Welcome to our dedicated page for Intellia Therape news (Ticker: NTLA), a resource for investors and traders seeking the latest updates and insights on Intellia Therape stock.
Intellia Therapeutics, Inc. (NASDAQ: NTLA) is a clinical-stage gene editing company whose news flow centers on the development of CRISPR-based therapies. Company announcements frequently highlight progress in its in vivo programs, including nexiguran ziclumeran (nex-z) for transthyretin (ATTR) amyloidosis and lonvoguran ziclumeran (lonvo-z) for hereditary angioedema (HAE). Investors following NTLA news can see updates on clinical trial data, regulatory interactions and platform developments that shape the company’s pipeline.
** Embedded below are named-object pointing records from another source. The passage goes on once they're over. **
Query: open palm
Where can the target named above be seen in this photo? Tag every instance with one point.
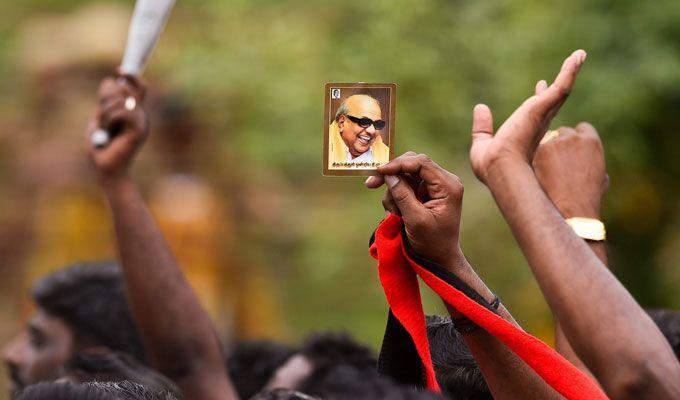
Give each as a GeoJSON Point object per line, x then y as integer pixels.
{"type": "Point", "coordinates": [520, 134]}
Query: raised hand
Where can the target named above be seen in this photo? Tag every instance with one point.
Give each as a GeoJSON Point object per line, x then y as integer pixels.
{"type": "Point", "coordinates": [571, 169]}
{"type": "Point", "coordinates": [429, 199]}
{"type": "Point", "coordinates": [521, 133]}
{"type": "Point", "coordinates": [119, 111]}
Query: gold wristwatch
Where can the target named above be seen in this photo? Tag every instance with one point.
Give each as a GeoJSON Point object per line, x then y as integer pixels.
{"type": "Point", "coordinates": [588, 228]}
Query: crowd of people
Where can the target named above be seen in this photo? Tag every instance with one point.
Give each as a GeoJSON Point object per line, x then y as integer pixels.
{"type": "Point", "coordinates": [135, 329]}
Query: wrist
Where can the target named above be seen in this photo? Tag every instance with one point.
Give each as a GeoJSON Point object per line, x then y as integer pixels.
{"type": "Point", "coordinates": [505, 172]}
{"type": "Point", "coordinates": [115, 183]}
{"type": "Point", "coordinates": [576, 210]}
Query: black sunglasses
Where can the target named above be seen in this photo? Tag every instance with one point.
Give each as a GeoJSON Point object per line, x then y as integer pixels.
{"type": "Point", "coordinates": [366, 122]}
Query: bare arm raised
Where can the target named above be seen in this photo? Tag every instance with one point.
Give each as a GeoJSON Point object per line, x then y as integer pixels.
{"type": "Point", "coordinates": [571, 170]}
{"type": "Point", "coordinates": [608, 330]}
{"type": "Point", "coordinates": [429, 199]}
{"type": "Point", "coordinates": [176, 329]}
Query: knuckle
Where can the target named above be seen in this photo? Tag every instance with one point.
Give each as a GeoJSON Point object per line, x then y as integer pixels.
{"type": "Point", "coordinates": [424, 158]}
{"type": "Point", "coordinates": [563, 91]}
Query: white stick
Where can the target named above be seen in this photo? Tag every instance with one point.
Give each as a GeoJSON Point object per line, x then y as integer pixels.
{"type": "Point", "coordinates": [146, 25]}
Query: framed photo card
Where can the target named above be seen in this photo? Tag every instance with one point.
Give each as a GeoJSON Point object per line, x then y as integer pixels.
{"type": "Point", "coordinates": [358, 127]}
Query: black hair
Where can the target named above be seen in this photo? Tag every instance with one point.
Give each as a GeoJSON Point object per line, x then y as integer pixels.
{"type": "Point", "coordinates": [116, 367]}
{"type": "Point", "coordinates": [343, 381]}
{"type": "Point", "coordinates": [63, 391]}
{"type": "Point", "coordinates": [455, 368]}
{"type": "Point", "coordinates": [90, 298]}
{"type": "Point", "coordinates": [252, 363]}
{"type": "Point", "coordinates": [330, 348]}
{"type": "Point", "coordinates": [668, 322]}
{"type": "Point", "coordinates": [346, 369]}
{"type": "Point", "coordinates": [283, 394]}
{"type": "Point", "coordinates": [127, 390]}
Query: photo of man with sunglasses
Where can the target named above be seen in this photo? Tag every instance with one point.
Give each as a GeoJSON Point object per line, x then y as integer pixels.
{"type": "Point", "coordinates": [354, 134]}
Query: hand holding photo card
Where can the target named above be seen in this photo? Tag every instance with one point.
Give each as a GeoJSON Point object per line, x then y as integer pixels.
{"type": "Point", "coordinates": [358, 127]}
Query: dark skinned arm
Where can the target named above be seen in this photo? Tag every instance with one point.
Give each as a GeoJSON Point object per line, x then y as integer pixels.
{"type": "Point", "coordinates": [571, 170]}
{"type": "Point", "coordinates": [607, 329]}
{"type": "Point", "coordinates": [177, 331]}
{"type": "Point", "coordinates": [429, 199]}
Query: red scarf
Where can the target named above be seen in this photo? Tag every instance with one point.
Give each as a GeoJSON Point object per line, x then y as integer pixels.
{"type": "Point", "coordinates": [398, 275]}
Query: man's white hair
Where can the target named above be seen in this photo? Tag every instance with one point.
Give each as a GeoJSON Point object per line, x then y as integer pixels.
{"type": "Point", "coordinates": [344, 106]}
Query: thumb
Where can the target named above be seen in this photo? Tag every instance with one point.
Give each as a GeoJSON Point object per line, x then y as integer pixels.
{"type": "Point", "coordinates": [482, 123]}
{"type": "Point", "coordinates": [403, 197]}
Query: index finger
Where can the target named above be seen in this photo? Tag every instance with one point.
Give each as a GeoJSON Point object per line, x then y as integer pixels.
{"type": "Point", "coordinates": [550, 99]}
{"type": "Point", "coordinates": [418, 165]}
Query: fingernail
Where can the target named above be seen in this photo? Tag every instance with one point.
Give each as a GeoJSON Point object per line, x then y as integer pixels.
{"type": "Point", "coordinates": [391, 180]}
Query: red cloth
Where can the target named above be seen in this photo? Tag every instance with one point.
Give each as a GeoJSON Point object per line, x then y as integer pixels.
{"type": "Point", "coordinates": [398, 276]}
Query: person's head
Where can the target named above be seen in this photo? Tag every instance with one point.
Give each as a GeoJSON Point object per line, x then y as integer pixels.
{"type": "Point", "coordinates": [110, 366]}
{"type": "Point", "coordinates": [359, 120]}
{"type": "Point", "coordinates": [343, 381]}
{"type": "Point", "coordinates": [82, 306]}
{"type": "Point", "coordinates": [455, 368]}
{"type": "Point", "coordinates": [668, 322]}
{"type": "Point", "coordinates": [252, 363]}
{"type": "Point", "coordinates": [124, 390]}
{"type": "Point", "coordinates": [62, 391]}
{"type": "Point", "coordinates": [282, 394]}
{"type": "Point", "coordinates": [318, 354]}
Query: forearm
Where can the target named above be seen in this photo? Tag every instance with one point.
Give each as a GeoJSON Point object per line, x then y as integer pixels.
{"type": "Point", "coordinates": [507, 376]}
{"type": "Point", "coordinates": [179, 334]}
{"type": "Point", "coordinates": [562, 344]}
{"type": "Point", "coordinates": [593, 307]}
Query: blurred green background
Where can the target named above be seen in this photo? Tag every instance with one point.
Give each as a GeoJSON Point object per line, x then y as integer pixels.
{"type": "Point", "coordinates": [237, 101]}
Recent Intellia press releases and SEC-furnished materials describe longer-term Phase 1 and Phase 1/2 data for nex-z and lonvo-z, pooled analyses of patient outcomes, and details from global Phase 3 trials such as MAGNITUDE, MAGNITUDE-2 and HAELO. News items also cover events such as temporary pauses in patient dosing, FDA clinical holds on Phase 3 nex-z trials, and subsequent company plans to work with regulators. These disclosures provide insight into both the potential and the risks associated with Intellia’s CRISPR-based candidates.
Beyond clinical results, NTLA news includes quarterly financial updates, equity inducement grants under Nasdaq Listing Rule 5635(c)(4), and investor presentations at major healthcare conferences. Together, these items give a view into Intellia’s operational progress, capital position and strategic priorities as it advances gene editing therapies for serious diseases like ATTR amyloidosis and HAE.
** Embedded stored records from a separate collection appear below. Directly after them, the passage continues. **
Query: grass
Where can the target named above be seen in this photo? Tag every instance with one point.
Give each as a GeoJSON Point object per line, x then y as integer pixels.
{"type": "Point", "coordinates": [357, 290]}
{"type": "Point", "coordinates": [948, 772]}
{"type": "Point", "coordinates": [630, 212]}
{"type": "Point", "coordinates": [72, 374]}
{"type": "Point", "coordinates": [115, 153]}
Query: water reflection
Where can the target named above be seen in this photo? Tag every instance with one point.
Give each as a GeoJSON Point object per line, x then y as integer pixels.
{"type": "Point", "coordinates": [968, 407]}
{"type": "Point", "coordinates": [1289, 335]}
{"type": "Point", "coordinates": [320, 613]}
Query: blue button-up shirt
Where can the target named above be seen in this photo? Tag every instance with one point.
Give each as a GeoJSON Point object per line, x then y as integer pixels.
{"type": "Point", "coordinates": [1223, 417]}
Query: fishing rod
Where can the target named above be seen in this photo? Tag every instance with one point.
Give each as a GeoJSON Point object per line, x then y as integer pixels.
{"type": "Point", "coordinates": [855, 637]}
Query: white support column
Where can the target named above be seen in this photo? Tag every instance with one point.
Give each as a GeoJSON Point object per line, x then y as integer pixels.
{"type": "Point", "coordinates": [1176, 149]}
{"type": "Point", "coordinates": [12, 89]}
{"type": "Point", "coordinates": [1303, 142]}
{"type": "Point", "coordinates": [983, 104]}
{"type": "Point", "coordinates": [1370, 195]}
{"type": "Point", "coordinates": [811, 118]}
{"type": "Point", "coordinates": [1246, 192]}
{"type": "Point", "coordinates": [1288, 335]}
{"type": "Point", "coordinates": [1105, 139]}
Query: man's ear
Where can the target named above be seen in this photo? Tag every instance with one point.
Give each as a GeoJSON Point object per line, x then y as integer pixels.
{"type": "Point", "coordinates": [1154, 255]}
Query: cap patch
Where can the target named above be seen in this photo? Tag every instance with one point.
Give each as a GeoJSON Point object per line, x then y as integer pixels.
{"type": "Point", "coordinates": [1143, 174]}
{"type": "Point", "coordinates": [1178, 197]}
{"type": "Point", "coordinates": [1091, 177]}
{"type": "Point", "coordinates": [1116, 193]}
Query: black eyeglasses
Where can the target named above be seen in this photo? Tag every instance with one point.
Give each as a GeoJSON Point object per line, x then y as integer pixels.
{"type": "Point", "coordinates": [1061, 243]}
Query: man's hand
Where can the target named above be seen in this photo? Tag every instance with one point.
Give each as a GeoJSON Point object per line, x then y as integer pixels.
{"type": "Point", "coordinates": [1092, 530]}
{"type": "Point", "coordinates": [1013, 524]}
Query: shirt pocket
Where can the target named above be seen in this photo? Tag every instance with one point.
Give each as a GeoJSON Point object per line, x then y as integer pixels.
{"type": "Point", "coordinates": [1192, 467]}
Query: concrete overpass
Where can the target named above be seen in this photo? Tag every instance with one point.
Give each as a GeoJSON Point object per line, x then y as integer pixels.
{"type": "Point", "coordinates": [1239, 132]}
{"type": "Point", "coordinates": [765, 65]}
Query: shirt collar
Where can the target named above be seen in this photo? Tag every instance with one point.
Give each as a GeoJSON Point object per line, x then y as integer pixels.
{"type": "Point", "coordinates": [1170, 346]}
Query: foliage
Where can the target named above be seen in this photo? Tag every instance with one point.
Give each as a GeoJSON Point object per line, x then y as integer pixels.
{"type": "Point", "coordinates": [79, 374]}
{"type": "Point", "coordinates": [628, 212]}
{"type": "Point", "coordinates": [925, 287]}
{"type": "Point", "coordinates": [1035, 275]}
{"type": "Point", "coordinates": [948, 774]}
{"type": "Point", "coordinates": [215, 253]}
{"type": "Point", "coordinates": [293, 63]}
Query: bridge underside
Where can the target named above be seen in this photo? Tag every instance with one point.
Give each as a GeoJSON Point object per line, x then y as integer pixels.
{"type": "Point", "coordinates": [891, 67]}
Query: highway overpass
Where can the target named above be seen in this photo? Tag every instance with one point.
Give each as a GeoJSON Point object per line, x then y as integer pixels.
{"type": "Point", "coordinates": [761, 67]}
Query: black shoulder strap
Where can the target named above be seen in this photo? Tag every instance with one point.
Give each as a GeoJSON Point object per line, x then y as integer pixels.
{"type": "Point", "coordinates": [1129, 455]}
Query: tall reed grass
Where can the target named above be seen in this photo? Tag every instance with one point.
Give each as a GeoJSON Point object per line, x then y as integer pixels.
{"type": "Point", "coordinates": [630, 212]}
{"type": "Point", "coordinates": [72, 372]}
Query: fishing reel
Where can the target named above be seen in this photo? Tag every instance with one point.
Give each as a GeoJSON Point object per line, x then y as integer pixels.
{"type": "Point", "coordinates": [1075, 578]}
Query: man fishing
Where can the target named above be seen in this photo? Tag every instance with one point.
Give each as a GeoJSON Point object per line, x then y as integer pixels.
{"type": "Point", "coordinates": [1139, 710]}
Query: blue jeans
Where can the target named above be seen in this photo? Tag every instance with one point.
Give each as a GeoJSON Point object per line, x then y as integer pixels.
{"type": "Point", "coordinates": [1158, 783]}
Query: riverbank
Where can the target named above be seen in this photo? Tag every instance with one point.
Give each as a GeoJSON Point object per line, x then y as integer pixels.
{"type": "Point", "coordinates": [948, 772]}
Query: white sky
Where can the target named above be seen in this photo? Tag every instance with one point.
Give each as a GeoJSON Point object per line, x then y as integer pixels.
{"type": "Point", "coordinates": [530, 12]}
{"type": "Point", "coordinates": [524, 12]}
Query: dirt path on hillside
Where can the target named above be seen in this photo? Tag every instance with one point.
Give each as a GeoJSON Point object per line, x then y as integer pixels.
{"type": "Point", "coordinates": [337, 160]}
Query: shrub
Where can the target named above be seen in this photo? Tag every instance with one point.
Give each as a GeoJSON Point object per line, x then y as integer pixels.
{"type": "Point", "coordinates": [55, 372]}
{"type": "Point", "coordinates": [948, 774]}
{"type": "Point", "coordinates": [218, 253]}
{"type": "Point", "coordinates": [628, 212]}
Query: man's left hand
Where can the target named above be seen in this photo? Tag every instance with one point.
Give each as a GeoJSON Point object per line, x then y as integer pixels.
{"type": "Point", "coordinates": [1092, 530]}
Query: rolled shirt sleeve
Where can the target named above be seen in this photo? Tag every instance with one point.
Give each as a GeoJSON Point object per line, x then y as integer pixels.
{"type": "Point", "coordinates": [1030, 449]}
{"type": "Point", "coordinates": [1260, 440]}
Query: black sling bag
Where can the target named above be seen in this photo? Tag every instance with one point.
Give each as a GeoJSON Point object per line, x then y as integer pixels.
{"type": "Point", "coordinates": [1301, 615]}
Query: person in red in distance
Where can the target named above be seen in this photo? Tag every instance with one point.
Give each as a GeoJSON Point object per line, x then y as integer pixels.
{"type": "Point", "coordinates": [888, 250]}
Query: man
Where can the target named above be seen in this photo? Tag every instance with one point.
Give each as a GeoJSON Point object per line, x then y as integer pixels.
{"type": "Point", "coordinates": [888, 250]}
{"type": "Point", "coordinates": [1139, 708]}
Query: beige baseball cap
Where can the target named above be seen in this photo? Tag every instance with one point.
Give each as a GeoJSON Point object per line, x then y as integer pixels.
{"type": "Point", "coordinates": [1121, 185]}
This news page aggregates Intellia’s latest press releases and related market-moving information in one place, allowing readers to review clinical milestones, regulatory developments and corporate updates linked to the NTLA stock.
Intellia Therapeutics announced positive long-term data from the Phase 1 study of NTLA-2002, a CRISPR-based gene editing therapy for hereditary angioedema (HAE). The data showed that eight out of ten patients remained attack-free following a 16-week primary observation period and continued to show positive results for over two years. A single dose of NTLA-2002 led to a 98% reduction in monthly HAE attacks. All patients who stopped prophylaxis treatment remained free from chronic treatment. The therapy demonstrated a favorable safety profile with mild adverse events. The company plans to begin a Phase 3 trial in the second half of 2024.
Intellia Therapeutics, Inc. announced strong financial results and progress in gene editing therapies for various diseases. They are rapidly enrolling patients in Phase 3 trials for ATTR amyloidosis, planning new Phase 3 trials for other conditions, and presenting clinical data in 2024. The company ended Q1 2024 with approximately $953 million in cash.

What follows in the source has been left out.